With Megrahi’s death almost four years ago, the prospect of an posthumous appeal against conviction and sentence seemed unlikely but Jim Swire and other relatives of the victims pushed the Scottish Criminal Cases Review Commission to appeal the verdict. Last week, on the 5th November – a night when the sky is ablaze with explosions – the SCCRC finally decided, with all the sagacious sensitivity of the civil service, to drop the case – and now we will never really know what or who is responsible for the events that night.
Three recent events reminded me of Lockerbie. The announcement by the SCCRC last week was one of them, but the other is a very touching documentary first shown on BBC Four three days earlier. It is about another man’s quest to find out the truth about what happened in the skies above Scotland that bleak December night. Ken Dorstein’s brother David was also on Pan Am 103 and he embarks on a remarkable journey to try and find the man responsible for his brother’s death. It’s worth a watch and you cannot feel anything but admiration for his determination, but I could not help but feel this was an attempt at revisionism as much as enlightenment.
The other reminder was, sadly, the sight of another crashed airliner in a desert in Egypt – in circumstances eerily reminiscent to that we have just discussed. The sight of the twisted fuselage and enormous engines embedded into the charred ground, all too familiar. What chance of the truth being uncovered here?

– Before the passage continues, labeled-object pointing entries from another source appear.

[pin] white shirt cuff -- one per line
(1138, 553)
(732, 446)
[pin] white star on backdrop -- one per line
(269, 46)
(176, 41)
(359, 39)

For me, Lockerbie and the likes of the Egyptian atrocity also illuminate another unsolved mystery – that of September 11th 2001 – where, even more curiously, the aircraft used in the Pentagon and Philadelphia incidents were deemed to have ‘vaporised’ on impact, leaving no traces of evidence behind. Having seen at first hand how robust jet engines are after falling from 31,000 feet into a tarmac road, I find that explanation highly implausible. And when you consider that a tiny fragment of an electronic circuit board could withstand a powerful explosion – and the inclement weather of a Scottish winter – sufficiently enough to be identified and used in evidence, how does a six-tonne Rolls Royce Turbofan jet engine simply disappear into thin air?
One day, we may reach a conclusive diagnosis for all these events and others. But only if we change the methodology of the investigation.